[ws-deployment] Prelim checkin to create a workspace cluster using cli #6338

princerachit · 2021-10-21T10:05:25Z

Description

Related Issue(s)

How to test

Release Notes

Automated workspace deployment framework and design proposal and prelim checkin for workspace cluster creation

Documentation

princerachit · 2021-10-21T10:09:28Z

The execution is failing with error:

│ Error: Failed to get existing workspaces: querying Cloud Storage failed: googleapi: Error 403: gitpod-nodes-workload@gitpod-io-dev.iam.gserviceaccount.com does not have storage.objects.list access to the Google Cloud Storage bucket., forbidden
│

I am fixing this

princerachit · 2021-10-21T11:52:46Z

The PR does its job. I could trigger a ws cluster creation from my local env which eventually failed due to helm provider failing to install cert manager:


Invalid attribute in provider configuration

  with provider["registry.terraform.io/hashicorp/kubernetes"].gitpod-io-dev,
  on providers.tf line 48, in provider "kubernetes":
  48: provider "kubernetes" {

'host' is not a valid URL

╷
│ Error: failed post-install: timed out waiting for the condition
│ 
│   with module.gitpod-workspaces.module.certmanager.helm_release.certmanager[0],
│   on ../../../../terraform/modules/certmanager/main.tf line 51, in resource "helm_release" "certmanager":
│   51: resource "helm_release" "certmanager" {
│ 
╵
{"level":"info","message":"Error creating cluster eu181: exit status 1","serviceContext":{"service":"ws-deployment","version":""},"severity":"INFO","time":"2021-10-21T11:37:57Z"}

Cluster was created:

I am updating the ops repo branch with some tf module changes.

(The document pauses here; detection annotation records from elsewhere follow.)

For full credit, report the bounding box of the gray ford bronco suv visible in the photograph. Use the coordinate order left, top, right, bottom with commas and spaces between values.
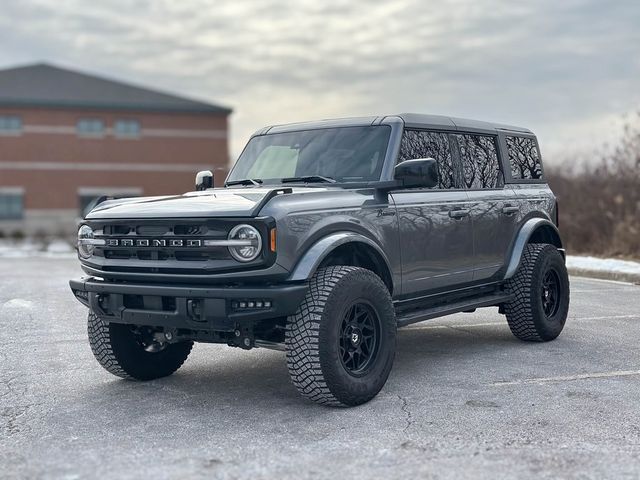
70, 114, 569, 406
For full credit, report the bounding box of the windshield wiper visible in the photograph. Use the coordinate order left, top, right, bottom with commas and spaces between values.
224, 178, 262, 187
281, 175, 336, 183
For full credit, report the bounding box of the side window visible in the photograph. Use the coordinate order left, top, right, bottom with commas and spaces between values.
507, 137, 542, 180
456, 134, 504, 189
0, 191, 24, 220
398, 130, 456, 189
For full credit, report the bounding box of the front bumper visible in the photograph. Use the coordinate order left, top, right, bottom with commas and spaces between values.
69, 277, 307, 331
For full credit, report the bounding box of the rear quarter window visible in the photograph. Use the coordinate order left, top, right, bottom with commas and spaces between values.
456, 134, 504, 190
506, 136, 542, 180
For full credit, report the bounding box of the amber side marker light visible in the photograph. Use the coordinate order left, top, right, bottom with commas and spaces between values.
269, 228, 276, 252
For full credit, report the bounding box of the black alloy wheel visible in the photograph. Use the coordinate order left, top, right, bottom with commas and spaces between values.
340, 300, 380, 377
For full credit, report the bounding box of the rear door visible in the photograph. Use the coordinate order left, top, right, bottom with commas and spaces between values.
392, 130, 473, 295
454, 133, 520, 281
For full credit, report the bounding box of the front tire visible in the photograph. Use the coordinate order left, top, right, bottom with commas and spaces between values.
504, 243, 569, 342
87, 312, 193, 380
285, 266, 396, 406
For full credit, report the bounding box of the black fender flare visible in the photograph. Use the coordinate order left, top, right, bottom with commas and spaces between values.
288, 232, 393, 282
504, 218, 564, 280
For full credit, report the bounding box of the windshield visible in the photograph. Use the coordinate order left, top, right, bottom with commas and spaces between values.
228, 125, 391, 183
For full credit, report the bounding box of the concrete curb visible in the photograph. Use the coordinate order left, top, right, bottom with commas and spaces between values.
568, 267, 640, 285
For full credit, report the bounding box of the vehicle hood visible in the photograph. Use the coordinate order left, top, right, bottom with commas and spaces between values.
86, 186, 324, 220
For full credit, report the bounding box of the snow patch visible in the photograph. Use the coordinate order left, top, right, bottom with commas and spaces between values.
0, 240, 76, 258
567, 255, 640, 275
2, 298, 34, 310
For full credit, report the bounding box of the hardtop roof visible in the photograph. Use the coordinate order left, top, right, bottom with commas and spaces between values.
254, 113, 533, 135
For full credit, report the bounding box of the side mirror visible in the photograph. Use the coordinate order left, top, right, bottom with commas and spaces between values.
395, 158, 438, 188
196, 170, 213, 191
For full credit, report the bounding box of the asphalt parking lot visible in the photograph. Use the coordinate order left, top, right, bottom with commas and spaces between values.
0, 258, 640, 479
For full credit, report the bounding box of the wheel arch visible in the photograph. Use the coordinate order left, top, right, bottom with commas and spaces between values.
289, 232, 394, 293
504, 218, 565, 280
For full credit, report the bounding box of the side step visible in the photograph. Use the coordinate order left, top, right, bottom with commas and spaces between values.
397, 293, 512, 327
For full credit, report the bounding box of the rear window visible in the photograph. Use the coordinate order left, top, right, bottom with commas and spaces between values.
507, 137, 542, 180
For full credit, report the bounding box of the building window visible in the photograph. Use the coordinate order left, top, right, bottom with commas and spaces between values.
507, 137, 542, 180
78, 187, 142, 218
0, 188, 24, 220
0, 115, 22, 135
76, 118, 104, 137
113, 120, 140, 138
455, 135, 504, 190
398, 130, 456, 189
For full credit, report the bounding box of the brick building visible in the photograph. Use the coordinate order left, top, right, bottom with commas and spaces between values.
0, 64, 231, 235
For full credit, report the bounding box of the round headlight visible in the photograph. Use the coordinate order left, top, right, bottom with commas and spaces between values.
78, 225, 96, 258
228, 225, 262, 262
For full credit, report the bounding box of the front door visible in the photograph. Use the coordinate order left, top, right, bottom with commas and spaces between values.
392, 130, 473, 296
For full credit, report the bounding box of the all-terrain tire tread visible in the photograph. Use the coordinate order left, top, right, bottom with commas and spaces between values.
504, 243, 557, 342
285, 266, 386, 407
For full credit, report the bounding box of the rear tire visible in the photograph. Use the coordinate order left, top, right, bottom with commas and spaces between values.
504, 243, 569, 342
285, 266, 396, 406
87, 312, 193, 380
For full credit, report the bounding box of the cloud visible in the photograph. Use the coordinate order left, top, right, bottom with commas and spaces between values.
0, 0, 640, 162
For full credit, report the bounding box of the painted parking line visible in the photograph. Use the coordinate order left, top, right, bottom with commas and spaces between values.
403, 321, 507, 330
490, 370, 640, 387
570, 314, 640, 320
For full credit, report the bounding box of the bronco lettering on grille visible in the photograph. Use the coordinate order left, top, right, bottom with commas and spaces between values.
106, 238, 202, 248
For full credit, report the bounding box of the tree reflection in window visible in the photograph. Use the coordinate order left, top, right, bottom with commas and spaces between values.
398, 130, 456, 189
456, 135, 504, 189
507, 137, 542, 179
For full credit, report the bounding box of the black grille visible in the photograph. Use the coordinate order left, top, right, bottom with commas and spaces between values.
95, 223, 232, 262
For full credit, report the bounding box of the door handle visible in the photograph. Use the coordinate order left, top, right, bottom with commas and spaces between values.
449, 208, 469, 219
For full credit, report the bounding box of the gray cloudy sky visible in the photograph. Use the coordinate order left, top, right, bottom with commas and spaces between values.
0, 0, 640, 163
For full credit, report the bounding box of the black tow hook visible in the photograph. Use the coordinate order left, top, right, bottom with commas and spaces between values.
233, 328, 255, 350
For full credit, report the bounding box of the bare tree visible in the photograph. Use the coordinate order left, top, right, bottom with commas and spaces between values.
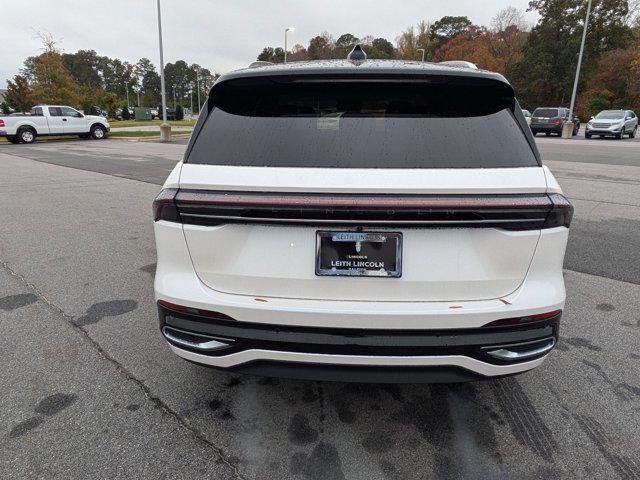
491, 5, 527, 33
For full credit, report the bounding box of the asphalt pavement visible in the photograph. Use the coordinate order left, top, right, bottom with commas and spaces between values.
0, 138, 640, 480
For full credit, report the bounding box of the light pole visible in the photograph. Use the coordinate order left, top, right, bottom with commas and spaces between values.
158, 0, 171, 142
284, 27, 296, 63
196, 75, 200, 116
562, 0, 591, 138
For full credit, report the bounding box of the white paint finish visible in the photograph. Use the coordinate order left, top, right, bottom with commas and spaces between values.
180, 163, 547, 194
184, 225, 540, 301
154, 222, 568, 330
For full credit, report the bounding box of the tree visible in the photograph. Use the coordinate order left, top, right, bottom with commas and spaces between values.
98, 92, 120, 118
121, 105, 131, 120
434, 26, 504, 73
4, 75, 35, 113
133, 58, 160, 106
491, 6, 527, 33
363, 38, 396, 59
430, 16, 473, 43
333, 33, 360, 58
395, 21, 435, 60
31, 35, 80, 106
176, 104, 184, 120
287, 43, 309, 62
307, 32, 335, 60
507, 0, 633, 106
258, 47, 284, 63
62, 50, 102, 88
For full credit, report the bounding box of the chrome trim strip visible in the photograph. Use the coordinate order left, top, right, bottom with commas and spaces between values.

Once they are done, this CLI would be fully operational.

operations/workspace/deployment/example-config.yaml

csweichel · 2021-10-22T06:47:53Z

operations/workspace/deployment/pkg/config/v1/config.go

+	// MetaClusters is optional as we may not want to register the cluster
+	MetaClusters      []*common.MetaCluster      `yaml:"metaClusters"`
+	WorkspaceClusters []*common.WorkspaceCluster `yaml:"workspaceClusters"`
+	// TODO(princerachit): Add gitpod version here when we decide to use installed instead of relying solely on ops repository


We should not rely on the ops repo at all, but use the Gitpod version/version manifest/installer image directly

I agree. Since these changes are only for cluster creation purpose and not gitpod installation, I have not added it here yet. It will be part of next set of changes.

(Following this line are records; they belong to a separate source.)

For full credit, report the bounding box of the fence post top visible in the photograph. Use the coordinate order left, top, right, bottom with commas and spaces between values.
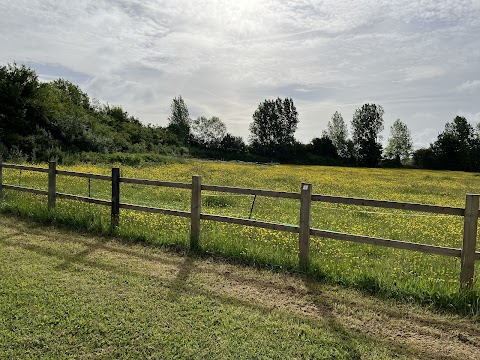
302, 182, 312, 191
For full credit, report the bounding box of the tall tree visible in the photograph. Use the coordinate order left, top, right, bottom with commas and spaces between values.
325, 111, 348, 158
250, 98, 298, 155
192, 116, 227, 149
385, 119, 413, 164
168, 95, 191, 145
352, 104, 384, 166
431, 116, 476, 171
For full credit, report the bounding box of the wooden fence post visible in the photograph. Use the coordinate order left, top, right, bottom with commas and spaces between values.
48, 161, 57, 210
190, 175, 202, 250
111, 168, 120, 230
460, 194, 480, 287
0, 157, 3, 198
298, 183, 312, 270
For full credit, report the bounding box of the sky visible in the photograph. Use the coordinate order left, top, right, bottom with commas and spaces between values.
0, 0, 480, 148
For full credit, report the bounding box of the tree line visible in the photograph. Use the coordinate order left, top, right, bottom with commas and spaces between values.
0, 64, 480, 171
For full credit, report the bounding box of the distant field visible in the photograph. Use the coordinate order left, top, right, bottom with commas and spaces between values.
2, 161, 480, 313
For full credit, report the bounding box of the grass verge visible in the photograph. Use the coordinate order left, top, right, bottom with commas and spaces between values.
0, 216, 480, 359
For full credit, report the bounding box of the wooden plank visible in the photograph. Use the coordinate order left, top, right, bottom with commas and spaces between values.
0, 157, 3, 198
200, 214, 300, 233
120, 177, 192, 189
310, 229, 462, 257
120, 203, 190, 218
3, 164, 48, 173
460, 194, 480, 287
48, 161, 57, 210
202, 185, 300, 199
111, 168, 120, 229
57, 170, 112, 181
190, 176, 202, 250
3, 184, 48, 195
312, 194, 465, 216
57, 193, 112, 206
298, 183, 312, 270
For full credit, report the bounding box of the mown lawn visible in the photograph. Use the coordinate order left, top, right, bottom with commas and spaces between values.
0, 161, 480, 316
0, 216, 480, 359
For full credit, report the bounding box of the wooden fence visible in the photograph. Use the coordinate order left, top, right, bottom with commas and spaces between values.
0, 160, 480, 287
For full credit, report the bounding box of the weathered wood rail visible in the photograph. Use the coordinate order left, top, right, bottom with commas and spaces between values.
0, 160, 480, 287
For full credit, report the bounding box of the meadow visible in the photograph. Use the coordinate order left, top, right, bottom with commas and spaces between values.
1, 161, 480, 315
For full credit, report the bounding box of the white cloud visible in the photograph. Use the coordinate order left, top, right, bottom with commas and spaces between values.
456, 80, 480, 92
0, 0, 480, 142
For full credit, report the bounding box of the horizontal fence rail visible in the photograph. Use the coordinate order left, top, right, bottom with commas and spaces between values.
0, 159, 480, 287
202, 185, 300, 199
312, 194, 465, 216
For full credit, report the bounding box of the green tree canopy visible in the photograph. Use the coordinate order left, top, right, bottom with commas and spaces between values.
352, 104, 384, 166
192, 116, 227, 149
168, 95, 191, 145
325, 111, 348, 158
250, 98, 298, 155
385, 119, 413, 163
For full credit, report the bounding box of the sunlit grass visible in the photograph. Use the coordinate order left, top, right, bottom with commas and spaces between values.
2, 161, 480, 313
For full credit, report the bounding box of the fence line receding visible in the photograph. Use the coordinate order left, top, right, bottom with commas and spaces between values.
0, 159, 480, 287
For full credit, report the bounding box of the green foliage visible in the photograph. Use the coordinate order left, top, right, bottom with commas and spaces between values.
325, 111, 348, 158
413, 116, 480, 171
168, 95, 192, 145
0, 64, 178, 162
310, 136, 340, 159
192, 116, 227, 149
385, 119, 413, 164
352, 104, 384, 167
250, 98, 298, 156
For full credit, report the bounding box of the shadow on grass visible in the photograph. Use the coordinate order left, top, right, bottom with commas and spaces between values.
0, 208, 480, 318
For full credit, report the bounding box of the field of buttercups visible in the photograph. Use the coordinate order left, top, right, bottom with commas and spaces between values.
1, 161, 480, 314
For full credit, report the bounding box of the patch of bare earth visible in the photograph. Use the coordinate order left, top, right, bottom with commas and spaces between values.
0, 218, 480, 359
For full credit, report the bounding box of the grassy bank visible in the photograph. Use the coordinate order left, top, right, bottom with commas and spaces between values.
0, 216, 480, 359
2, 161, 480, 316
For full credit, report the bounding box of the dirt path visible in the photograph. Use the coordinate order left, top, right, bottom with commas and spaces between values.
0, 218, 480, 359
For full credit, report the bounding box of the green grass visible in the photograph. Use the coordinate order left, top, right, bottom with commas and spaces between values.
0, 216, 436, 359
0, 161, 480, 316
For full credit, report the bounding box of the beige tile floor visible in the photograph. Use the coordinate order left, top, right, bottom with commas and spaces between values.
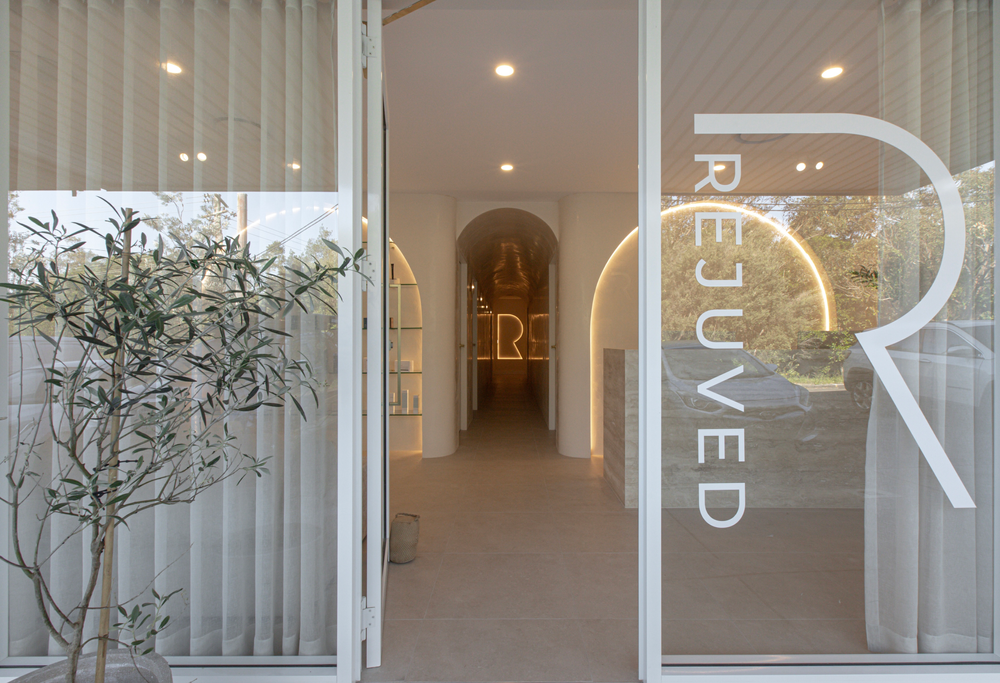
362, 383, 866, 682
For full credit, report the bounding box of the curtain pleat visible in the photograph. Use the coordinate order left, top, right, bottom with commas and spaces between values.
865, 0, 994, 653
10, 0, 337, 656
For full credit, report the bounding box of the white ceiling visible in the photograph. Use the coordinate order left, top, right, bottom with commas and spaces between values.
384, 0, 638, 201
384, 0, 879, 201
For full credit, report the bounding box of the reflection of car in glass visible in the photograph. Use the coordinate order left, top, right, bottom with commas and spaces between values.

operations/workspace/deployment/pkg/runner/shellcommand.go

operations/workspace/deployment/pkg/step/createcluster.go

csweichel · 2021-10-22T07:06:20Z

operations/workspace/deployment/pkg/step/createcluster.go

+	commandToRun := fmt.Sprintf("cd %s && terraform init && terraform apply -auto-approve", tfModulesDir)
+	err := runner.ShellRunWithDefaultConfig("/bin/sh", []string{"-c", commandToRun})


At this point I think we might want to introduce a bit of execution infrastructure akin to leeway (executeCommandForPackage and how it's used). There we first build up a set of commands and then execute them one after the other. Benefits:

the code is easy to read because you can write the entire recipe in one function without needing to deal with the intricacies of things going wrong (mostly you're just building string arrays)

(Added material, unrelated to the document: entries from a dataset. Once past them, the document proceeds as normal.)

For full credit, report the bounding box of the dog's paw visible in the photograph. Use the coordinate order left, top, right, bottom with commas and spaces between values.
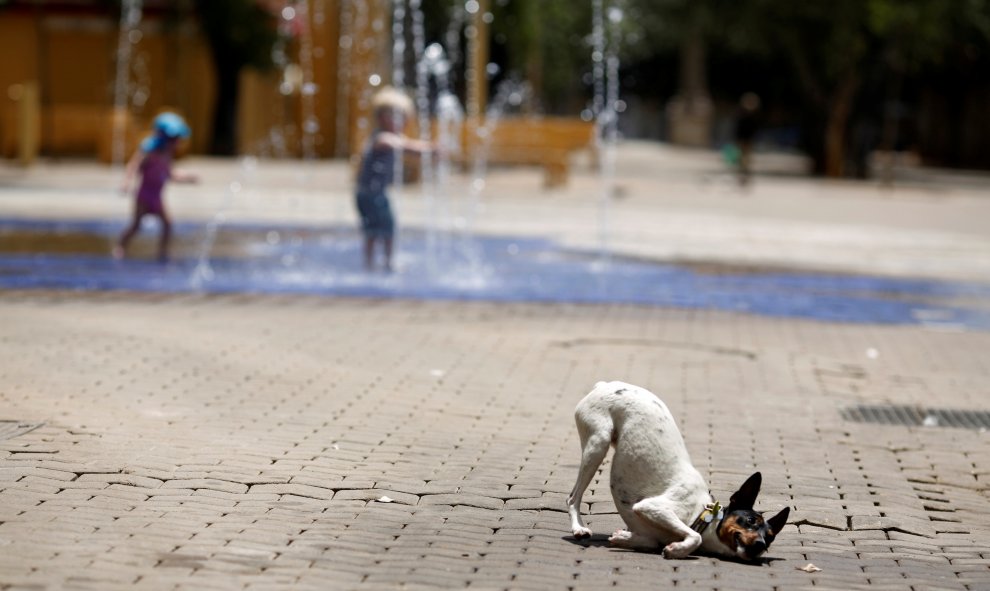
663, 542, 691, 559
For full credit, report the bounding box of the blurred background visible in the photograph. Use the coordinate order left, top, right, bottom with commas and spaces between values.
0, 0, 990, 178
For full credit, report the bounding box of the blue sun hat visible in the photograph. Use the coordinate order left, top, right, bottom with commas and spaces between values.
141, 111, 190, 152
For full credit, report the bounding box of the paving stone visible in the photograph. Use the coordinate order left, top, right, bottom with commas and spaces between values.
0, 294, 990, 591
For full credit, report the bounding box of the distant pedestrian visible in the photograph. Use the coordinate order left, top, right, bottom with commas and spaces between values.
113, 112, 198, 262
355, 87, 436, 271
735, 92, 760, 186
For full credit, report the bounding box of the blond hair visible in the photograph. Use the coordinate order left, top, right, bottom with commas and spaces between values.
371, 86, 413, 117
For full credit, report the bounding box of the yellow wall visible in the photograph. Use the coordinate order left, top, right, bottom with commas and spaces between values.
0, 0, 376, 161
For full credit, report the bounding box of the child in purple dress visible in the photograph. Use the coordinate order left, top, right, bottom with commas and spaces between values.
113, 112, 198, 262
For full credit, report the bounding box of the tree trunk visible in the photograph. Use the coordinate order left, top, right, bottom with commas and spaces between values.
825, 73, 859, 177
210, 55, 241, 156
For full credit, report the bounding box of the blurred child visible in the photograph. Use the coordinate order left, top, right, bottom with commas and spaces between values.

adding a debug log that prints the commands you execute is easy

if all modifications happen as part of this execution mechanism adding a dry run is easy enough

I think we should introduce this but not at this point in time. These are improvements that we should be iterating on. I don't want this PR to become one big feature branch before we merge it.

I would rather have working code and then stitch the missing pieces later.

I agree - we don't want to blow this up. Chances are we'll be running a lot of code execution though. Hence we could try and follow a pattern where the individual steps produce a list of commands which get executed at the end.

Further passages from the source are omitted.